To explain this variation, this dissertation takes a comprehensive view on policy change by integrating three main political economy perspectives: voter support, business power and political entrepreneurship. Based on this synthesis, it argues that different types of alliances composed of social classes of voters and business actors, forged by the strategic agency of challenger parties, lead to diverse policy packages. Using several instruments of analysis and types of data, including class-based voter analysis and elite interviews, the thesis empirically dissects the domestic processes of policy change. Foremost, it shows how variation in alliance constellations and political entrepreneurship shape national responses to dependency in terms of strategies to address the core challenges of accumulation and redistribution. Especially when societal discontent with the performance of the political economy is high, lower-class voters and domestic businesses mobilise in opposition to the status quo.
Ultimately, the thesis demonstrates that semi-peripheral political economies are not simply constrained by dependency. Domestic class struggle matters and determined, entrepreneurial political agency can, under the right conditions, by unifying diverse interests effectuate substantial deviation and even anti-status quo change. As such, the dissertation contributes to regional studies by both comprehensively and comparatively accounting for policy change in the Visegráds as well as to the political economy scholarship which seeks to integrate different theoretical perspectives to understand the politics of (socio)economic policy and growth models/regimes.

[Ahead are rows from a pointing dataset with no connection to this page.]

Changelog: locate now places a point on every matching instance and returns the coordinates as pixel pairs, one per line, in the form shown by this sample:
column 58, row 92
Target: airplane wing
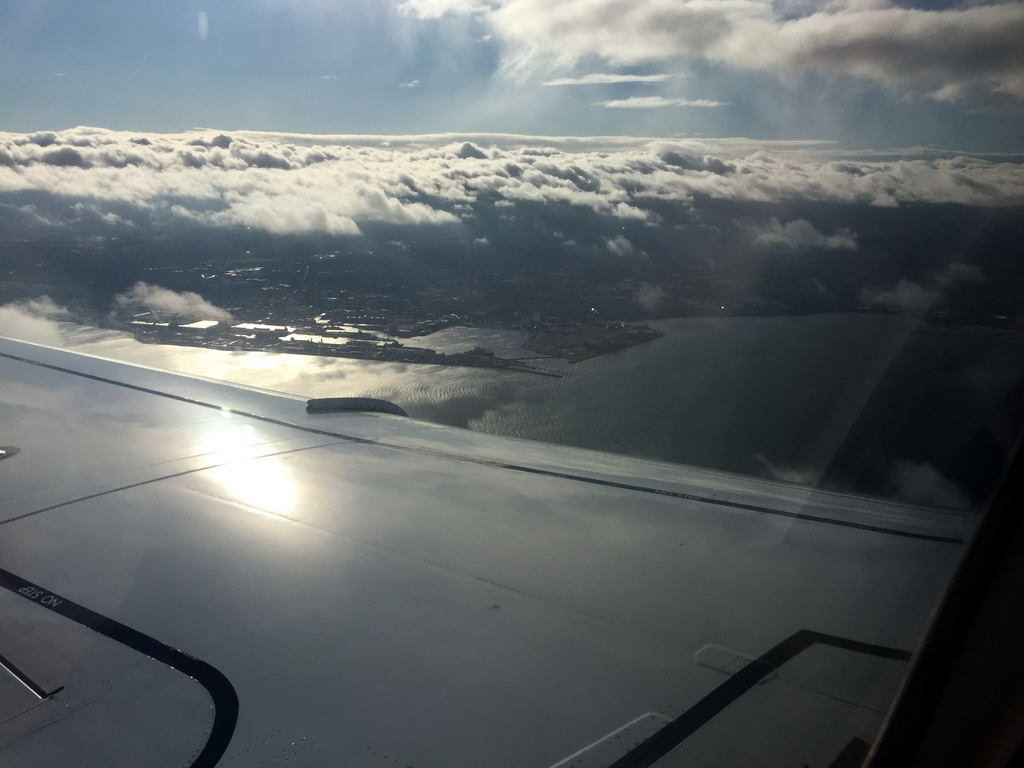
column 195, row 574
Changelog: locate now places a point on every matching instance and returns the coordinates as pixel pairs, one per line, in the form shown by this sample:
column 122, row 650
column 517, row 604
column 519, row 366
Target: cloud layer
column 333, row 184
column 970, row 53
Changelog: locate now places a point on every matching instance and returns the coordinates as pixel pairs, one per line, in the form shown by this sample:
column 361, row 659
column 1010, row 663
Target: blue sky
column 863, row 73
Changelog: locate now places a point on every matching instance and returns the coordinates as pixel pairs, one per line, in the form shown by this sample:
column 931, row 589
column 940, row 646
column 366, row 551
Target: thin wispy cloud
column 598, row 78
column 654, row 102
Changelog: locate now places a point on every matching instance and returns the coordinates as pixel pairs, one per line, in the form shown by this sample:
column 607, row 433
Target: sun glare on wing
column 261, row 482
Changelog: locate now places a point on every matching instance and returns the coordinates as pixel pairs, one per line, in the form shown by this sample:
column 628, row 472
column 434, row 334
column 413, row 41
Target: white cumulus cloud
column 170, row 305
column 801, row 233
column 654, row 102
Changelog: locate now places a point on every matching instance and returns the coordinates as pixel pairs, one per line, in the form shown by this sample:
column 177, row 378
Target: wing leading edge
column 376, row 590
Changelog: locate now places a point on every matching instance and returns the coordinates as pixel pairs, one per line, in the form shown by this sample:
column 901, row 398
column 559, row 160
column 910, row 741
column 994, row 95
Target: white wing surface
column 196, row 573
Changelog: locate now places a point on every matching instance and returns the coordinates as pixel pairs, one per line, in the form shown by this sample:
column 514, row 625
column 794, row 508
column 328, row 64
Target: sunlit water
column 774, row 396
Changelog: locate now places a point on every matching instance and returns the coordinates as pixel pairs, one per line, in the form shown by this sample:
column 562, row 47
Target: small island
column 584, row 340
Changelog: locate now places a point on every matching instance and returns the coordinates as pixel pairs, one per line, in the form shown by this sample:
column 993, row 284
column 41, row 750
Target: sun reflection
column 260, row 482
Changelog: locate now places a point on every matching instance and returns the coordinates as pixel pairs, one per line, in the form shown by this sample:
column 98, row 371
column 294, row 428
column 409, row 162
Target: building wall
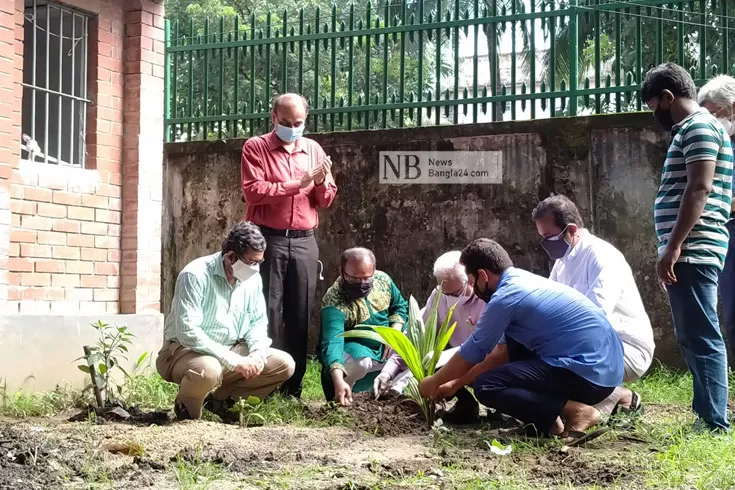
column 609, row 165
column 83, row 242
column 66, row 229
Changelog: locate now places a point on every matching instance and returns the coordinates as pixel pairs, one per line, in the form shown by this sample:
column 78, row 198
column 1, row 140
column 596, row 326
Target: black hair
column 245, row 235
column 671, row 77
column 356, row 253
column 561, row 208
column 484, row 253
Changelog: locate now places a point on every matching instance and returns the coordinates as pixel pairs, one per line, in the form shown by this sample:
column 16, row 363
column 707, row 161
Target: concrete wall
column 609, row 165
column 37, row 353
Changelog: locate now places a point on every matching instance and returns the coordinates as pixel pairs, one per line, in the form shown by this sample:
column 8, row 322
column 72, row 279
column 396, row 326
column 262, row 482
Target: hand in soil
column 448, row 389
column 342, row 393
column 249, row 368
column 579, row 417
column 428, row 388
column 381, row 385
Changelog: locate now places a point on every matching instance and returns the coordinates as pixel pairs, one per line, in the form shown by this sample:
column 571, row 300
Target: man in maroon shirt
column 285, row 178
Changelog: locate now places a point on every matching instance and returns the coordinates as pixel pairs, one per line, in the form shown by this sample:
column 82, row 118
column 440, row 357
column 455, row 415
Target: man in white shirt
column 598, row 270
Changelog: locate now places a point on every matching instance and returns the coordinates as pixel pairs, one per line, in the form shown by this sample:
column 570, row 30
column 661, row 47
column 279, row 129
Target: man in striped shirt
column 217, row 331
column 690, row 212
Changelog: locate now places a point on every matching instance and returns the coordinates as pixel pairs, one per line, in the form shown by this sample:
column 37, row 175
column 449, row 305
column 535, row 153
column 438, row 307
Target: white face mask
column 727, row 124
column 243, row 272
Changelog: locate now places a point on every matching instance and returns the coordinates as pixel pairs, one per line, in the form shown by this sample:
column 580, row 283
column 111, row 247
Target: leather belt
column 267, row 231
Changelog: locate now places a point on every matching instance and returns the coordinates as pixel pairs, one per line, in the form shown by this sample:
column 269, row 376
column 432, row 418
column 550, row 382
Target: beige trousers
column 197, row 374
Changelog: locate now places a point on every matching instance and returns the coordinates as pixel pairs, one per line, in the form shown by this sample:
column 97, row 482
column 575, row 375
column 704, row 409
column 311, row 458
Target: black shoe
column 221, row 408
column 181, row 412
column 465, row 411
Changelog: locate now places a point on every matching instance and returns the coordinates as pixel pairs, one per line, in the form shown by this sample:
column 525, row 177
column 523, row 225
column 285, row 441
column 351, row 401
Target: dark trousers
column 693, row 300
column 289, row 273
column 532, row 391
column 727, row 289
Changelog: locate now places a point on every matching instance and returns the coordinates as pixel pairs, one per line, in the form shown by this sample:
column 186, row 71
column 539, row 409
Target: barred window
column 54, row 84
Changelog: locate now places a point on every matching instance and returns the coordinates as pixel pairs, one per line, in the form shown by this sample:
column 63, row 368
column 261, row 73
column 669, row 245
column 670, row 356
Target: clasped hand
column 250, row 367
column 318, row 174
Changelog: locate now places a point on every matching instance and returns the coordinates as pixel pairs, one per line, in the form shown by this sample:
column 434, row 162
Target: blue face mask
column 289, row 135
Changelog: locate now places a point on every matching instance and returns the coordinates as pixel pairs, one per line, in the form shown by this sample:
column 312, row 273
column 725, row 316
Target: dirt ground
column 390, row 448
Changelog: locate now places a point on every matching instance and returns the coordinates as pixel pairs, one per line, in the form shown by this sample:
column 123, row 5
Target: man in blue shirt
column 564, row 355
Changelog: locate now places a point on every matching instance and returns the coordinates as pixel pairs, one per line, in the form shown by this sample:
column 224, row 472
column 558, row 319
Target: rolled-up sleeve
column 255, row 188
column 256, row 334
column 398, row 309
column 188, row 315
column 490, row 329
column 331, row 352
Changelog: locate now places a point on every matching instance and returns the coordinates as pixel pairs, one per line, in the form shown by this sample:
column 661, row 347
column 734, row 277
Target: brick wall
column 143, row 156
column 64, row 245
column 11, row 76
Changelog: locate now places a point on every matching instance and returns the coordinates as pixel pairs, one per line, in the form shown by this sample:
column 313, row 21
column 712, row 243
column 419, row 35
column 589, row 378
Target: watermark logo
column 441, row 167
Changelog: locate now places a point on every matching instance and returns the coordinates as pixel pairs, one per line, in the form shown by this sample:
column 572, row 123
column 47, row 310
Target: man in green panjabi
column 360, row 296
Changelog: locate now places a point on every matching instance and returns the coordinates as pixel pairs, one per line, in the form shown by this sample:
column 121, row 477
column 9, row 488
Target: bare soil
column 390, row 448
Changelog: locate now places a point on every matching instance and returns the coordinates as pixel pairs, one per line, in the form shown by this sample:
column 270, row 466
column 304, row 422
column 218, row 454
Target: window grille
column 54, row 84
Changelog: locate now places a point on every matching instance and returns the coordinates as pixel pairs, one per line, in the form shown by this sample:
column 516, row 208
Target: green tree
column 330, row 73
column 637, row 38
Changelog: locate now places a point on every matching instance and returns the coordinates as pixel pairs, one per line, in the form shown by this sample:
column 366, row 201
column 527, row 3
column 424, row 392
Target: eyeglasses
column 554, row 238
column 251, row 262
column 354, row 279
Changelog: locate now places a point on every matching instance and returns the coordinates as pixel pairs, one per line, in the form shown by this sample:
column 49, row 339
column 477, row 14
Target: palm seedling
column 420, row 347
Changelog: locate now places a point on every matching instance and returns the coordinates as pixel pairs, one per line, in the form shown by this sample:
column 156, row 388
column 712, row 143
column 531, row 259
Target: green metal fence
column 431, row 62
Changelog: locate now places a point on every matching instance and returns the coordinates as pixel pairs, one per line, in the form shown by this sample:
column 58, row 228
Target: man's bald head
column 290, row 111
column 290, row 102
column 358, row 263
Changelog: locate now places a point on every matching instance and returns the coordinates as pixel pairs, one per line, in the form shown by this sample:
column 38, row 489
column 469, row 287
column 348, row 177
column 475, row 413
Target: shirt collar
column 506, row 276
column 219, row 265
column 676, row 127
column 574, row 251
column 274, row 143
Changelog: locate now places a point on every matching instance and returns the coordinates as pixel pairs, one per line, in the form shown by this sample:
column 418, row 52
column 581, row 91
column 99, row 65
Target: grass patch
column 697, row 461
column 312, row 387
column 44, row 404
column 197, row 474
column 150, row 392
column 669, row 386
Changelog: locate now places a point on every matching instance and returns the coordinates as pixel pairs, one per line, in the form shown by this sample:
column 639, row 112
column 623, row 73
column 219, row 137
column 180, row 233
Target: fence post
column 167, row 44
column 573, row 55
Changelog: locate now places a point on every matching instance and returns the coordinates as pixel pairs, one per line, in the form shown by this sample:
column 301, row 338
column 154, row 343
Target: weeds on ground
column 668, row 386
column 197, row 474
column 150, row 392
column 44, row 404
column 312, row 387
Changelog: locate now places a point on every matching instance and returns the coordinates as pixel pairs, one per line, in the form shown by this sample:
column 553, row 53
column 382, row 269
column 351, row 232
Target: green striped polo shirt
column 698, row 138
column 209, row 315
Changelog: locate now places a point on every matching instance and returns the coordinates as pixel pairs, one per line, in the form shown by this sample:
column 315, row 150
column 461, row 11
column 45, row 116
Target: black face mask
column 663, row 118
column 485, row 295
column 357, row 290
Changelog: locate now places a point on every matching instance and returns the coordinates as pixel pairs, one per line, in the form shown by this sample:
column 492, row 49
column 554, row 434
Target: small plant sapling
column 104, row 357
column 420, row 347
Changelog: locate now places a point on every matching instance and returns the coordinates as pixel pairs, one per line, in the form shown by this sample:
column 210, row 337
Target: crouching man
column 217, row 332
column 360, row 296
column 454, row 290
column 564, row 355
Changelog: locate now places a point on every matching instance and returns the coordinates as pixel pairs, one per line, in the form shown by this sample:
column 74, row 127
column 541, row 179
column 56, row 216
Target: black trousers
column 532, row 391
column 289, row 273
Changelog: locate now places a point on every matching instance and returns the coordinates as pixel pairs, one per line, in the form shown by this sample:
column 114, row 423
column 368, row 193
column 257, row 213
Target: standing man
column 285, row 179
column 690, row 212
column 718, row 97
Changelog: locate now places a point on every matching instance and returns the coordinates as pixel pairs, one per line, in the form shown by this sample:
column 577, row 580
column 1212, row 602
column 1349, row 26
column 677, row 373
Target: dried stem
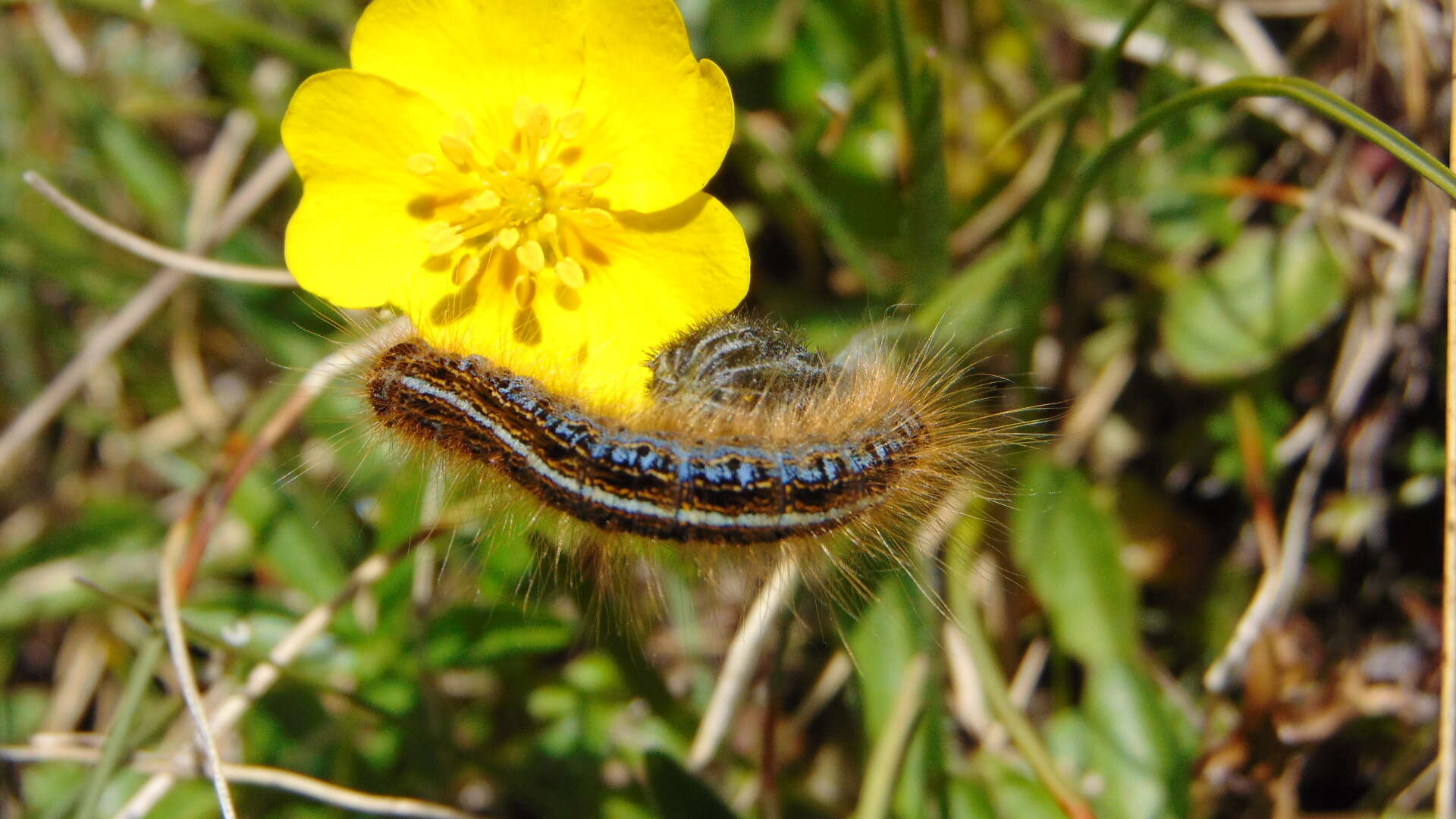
column 883, row 768
column 1446, row 758
column 117, row 330
column 740, row 664
column 182, row 662
column 262, row 676
column 152, row 251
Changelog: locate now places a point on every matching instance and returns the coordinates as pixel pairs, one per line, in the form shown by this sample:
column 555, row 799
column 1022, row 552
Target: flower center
column 517, row 202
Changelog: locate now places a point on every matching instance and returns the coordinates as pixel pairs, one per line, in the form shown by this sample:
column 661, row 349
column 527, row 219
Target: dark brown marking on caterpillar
column 653, row 483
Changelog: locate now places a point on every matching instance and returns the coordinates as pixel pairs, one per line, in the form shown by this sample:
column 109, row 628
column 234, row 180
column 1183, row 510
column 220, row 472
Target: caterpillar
column 750, row 438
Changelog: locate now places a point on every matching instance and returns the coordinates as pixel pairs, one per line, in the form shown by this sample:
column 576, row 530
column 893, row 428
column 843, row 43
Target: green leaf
column 1261, row 297
column 677, row 793
column 1068, row 547
column 302, row 560
column 149, row 172
column 471, row 635
column 1131, row 745
column 983, row 299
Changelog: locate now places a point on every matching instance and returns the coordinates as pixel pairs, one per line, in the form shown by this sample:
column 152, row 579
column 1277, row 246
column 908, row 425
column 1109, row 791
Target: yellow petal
column 647, row 278
column 476, row 57
column 658, row 117
column 354, row 240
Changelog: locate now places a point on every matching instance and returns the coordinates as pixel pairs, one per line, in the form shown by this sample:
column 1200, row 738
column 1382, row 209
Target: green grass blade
column 118, row 736
column 1318, row 99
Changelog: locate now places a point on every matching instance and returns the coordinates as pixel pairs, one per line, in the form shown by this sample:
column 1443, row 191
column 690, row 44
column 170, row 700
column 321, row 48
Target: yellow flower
column 525, row 181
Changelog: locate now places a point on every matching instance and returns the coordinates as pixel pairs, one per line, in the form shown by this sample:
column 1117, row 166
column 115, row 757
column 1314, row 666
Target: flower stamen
column 517, row 203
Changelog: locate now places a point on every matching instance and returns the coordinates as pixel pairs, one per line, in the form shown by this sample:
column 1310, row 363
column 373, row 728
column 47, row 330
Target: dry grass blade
column 182, row 662
column 150, row 251
column 259, row 776
column 126, row 322
column 742, row 662
column 226, row 714
column 1446, row 758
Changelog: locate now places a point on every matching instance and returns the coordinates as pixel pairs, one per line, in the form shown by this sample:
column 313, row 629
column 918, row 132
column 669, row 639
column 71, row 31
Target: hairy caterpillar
column 750, row 438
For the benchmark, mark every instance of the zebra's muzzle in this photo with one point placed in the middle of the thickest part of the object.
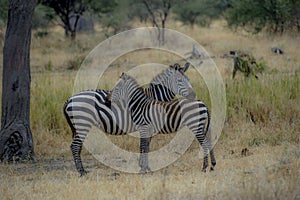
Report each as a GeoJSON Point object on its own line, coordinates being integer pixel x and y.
{"type": "Point", "coordinates": [191, 94]}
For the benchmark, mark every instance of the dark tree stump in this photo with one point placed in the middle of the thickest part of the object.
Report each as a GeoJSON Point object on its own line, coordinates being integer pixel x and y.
{"type": "Point", "coordinates": [15, 135]}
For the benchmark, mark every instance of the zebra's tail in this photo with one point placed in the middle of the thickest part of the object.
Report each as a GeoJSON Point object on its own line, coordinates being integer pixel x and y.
{"type": "Point", "coordinates": [68, 118]}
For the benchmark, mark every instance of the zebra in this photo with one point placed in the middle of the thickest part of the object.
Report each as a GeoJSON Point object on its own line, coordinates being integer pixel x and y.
{"type": "Point", "coordinates": [91, 108]}
{"type": "Point", "coordinates": [151, 117]}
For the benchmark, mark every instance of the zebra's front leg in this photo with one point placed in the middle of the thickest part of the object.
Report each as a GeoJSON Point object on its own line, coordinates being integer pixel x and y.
{"type": "Point", "coordinates": [76, 147]}
{"type": "Point", "coordinates": [144, 150]}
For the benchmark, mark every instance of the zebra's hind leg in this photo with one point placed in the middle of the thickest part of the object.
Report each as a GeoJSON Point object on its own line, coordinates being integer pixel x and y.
{"type": "Point", "coordinates": [144, 150]}
{"type": "Point", "coordinates": [204, 143]}
{"type": "Point", "coordinates": [212, 159]}
{"type": "Point", "coordinates": [76, 147]}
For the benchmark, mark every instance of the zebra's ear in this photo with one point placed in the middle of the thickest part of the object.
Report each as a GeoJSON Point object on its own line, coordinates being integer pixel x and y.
{"type": "Point", "coordinates": [123, 76]}
{"type": "Point", "coordinates": [185, 68]}
{"type": "Point", "coordinates": [176, 66]}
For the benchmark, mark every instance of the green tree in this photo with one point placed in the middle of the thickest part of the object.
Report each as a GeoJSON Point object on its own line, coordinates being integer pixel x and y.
{"type": "Point", "coordinates": [15, 135]}
{"type": "Point", "coordinates": [199, 12]}
{"type": "Point", "coordinates": [68, 9]}
{"type": "Point", "coordinates": [275, 15]}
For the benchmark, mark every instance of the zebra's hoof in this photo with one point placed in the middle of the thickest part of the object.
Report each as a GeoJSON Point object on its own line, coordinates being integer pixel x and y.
{"type": "Point", "coordinates": [145, 170]}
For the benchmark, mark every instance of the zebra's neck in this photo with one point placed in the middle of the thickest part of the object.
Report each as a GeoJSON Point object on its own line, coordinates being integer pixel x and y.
{"type": "Point", "coordinates": [160, 92]}
{"type": "Point", "coordinates": [137, 97]}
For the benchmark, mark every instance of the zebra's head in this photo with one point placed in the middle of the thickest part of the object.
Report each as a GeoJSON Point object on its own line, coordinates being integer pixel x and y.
{"type": "Point", "coordinates": [175, 80]}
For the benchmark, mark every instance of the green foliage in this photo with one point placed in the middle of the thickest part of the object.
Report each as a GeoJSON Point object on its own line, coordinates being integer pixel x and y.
{"type": "Point", "coordinates": [276, 15]}
{"type": "Point", "coordinates": [42, 16]}
{"type": "Point", "coordinates": [74, 9]}
{"type": "Point", "coordinates": [116, 20]}
{"type": "Point", "coordinates": [199, 12]}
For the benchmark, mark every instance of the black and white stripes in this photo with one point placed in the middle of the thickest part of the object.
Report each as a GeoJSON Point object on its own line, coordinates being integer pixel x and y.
{"type": "Point", "coordinates": [151, 116]}
{"type": "Point", "coordinates": [91, 108]}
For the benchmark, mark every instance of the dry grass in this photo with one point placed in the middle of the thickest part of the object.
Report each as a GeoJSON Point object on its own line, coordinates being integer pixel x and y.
{"type": "Point", "coordinates": [262, 117]}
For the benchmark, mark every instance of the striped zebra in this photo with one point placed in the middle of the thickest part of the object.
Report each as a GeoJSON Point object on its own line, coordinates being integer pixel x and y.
{"type": "Point", "coordinates": [151, 117]}
{"type": "Point", "coordinates": [91, 108]}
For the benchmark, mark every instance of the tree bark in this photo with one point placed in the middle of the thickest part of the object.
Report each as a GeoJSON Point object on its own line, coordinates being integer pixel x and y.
{"type": "Point", "coordinates": [15, 135]}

Jasper Paul Simons is a postdoctoral researcher at the Max Planck Institute for the Study of Societies. He started his doctoral project at the European University Institute in September 2017. His dissertation Dealing with Dependency Differently explains the variation in status quo challenging policy output among the Visegrád political economies. His work has been published in the Czech Sociological Review, East European Politics, and Socio-Economic Review.